Built to Last

Bones by Roy A. Meals

Published in Hopkins Medicine - Winter 2021

   In his engaging and fascinating book about bones — their cellular composition, growth, regeneration and role as a masterful “recorder of Earth’s history and human culture” — Roy A. Meals takes only 18 pages before citing the 1928 spiritual “Dem Bones.”

Employing the wry humor with which he enlivens this thoroughly scientific but far-from-stodgy book, the orthopaedic surgeon notes that if only songwriter James Weldon Johnson (1871–1938) had possessed anatomy’s devotion to Latin names for body parts, “We likely would be singing, ‘The tibia is connected to the patella, the patella is connected to the femur…,’ instead of ‘shinbone connected to the knee bone/knee bone connected to the thigh bone….’”

Meals (HS, surgery; orthopaedic surgery, 1973–78), a professor of orthopaedic surgery at UCLA and former president of the American Society for Surgery of the Hand, notes that bone, which serves the dual purpose of protecting internal organs and enabling creatures to move, has “spectacular” ability to grow and repair itself — thereby surpassing stone, brick, metal and wood as “the world’s best building material.”

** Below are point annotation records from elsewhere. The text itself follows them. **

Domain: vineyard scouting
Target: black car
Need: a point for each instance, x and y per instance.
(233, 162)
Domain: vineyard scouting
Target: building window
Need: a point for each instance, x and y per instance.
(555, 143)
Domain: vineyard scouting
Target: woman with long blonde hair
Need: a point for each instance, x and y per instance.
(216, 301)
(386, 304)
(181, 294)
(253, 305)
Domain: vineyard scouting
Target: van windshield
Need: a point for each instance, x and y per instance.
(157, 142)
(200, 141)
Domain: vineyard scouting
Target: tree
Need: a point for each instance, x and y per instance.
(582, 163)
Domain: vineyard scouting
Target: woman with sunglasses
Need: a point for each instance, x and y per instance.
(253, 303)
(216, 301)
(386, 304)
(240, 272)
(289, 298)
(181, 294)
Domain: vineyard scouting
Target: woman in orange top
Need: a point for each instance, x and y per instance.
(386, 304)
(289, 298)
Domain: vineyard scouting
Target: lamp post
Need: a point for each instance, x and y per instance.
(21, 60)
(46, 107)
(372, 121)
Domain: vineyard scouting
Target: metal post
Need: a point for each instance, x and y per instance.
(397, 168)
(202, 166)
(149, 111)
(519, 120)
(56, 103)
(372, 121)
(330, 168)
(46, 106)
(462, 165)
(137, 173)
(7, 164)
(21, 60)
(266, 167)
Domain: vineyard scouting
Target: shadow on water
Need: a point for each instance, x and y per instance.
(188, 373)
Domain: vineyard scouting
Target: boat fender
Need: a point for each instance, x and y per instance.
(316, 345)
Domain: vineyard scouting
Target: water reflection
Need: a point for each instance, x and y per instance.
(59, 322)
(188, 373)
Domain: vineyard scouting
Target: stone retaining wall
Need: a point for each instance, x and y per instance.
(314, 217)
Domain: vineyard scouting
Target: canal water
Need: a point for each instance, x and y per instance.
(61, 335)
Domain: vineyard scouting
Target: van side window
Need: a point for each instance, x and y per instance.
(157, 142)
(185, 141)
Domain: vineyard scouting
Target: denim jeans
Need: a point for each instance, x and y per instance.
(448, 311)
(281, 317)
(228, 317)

Meals divides his book into two parts, both superbly illustrated. Part One, “Concealed Bone,” covers all aspects of the role of the bones in our bodies.

Nine chapters cover bone’s unique composition and varied structure; its “life and relatives”; what happens when bones break; bone’s other failings and who can help address them; bone surgery through the ages; six orthopaedic giants (some fairly recent); orthopaedic innovations; picturing bone (early anatomical artwork, X-rays, CTs, MRIs); and the “future of concealed bone.”

Meals also enriches his narrative with some typically amusing bone trivia. For example, while noting that 206 is the “widely accepted number” of bones in the human body, he points out that there is actually some variation among individuals. Many people have 24 ribs, for example, but others have 26. Babies are born with around 270 bones — but some slowly fuse together, such as in the skull.

“There are also wrist and ankle bones that sometimes for no good reason fuse with neighboring bones, further complicating our count,” notes Meals, who lived in Turkey for two years and has traveled extensively in the Middle East, Europe and Africa, to expand his knowledge about the historical and cultural aspects of bone.

In Part Two, “Revealed Bone,” the seven chapters maintain Meals’ lively pace, recounting such matters as the “business of bones” — for example, how grinding them up produced valuable fertilizer; “beguiling bones,” such as those that became the medium or subject of artworks; and the future of what they yet may reveal. “We have barely scratched the surface regarding what old bones have to teach,” he writes.

He also explores the future of “Concealed Bone,” envisioning the potential for successfully “tweaking the body’s cells and molecular messengers to grow a missing arm or leg”; improved medications to prevent and treat osteoporosis; and developing “custom hardware for fixation of difficult fractures.”

Some of these wonders may face pushback, notes Meals, author of the blog About Bone. “When I think about how controversial genetically modified foods are,” he writes, “it is a brave new world indeed to contemplate the time when molecular biologists can tweak our genes to have stronger bones, tougher cartilage and hearts that are not such prima donnas.”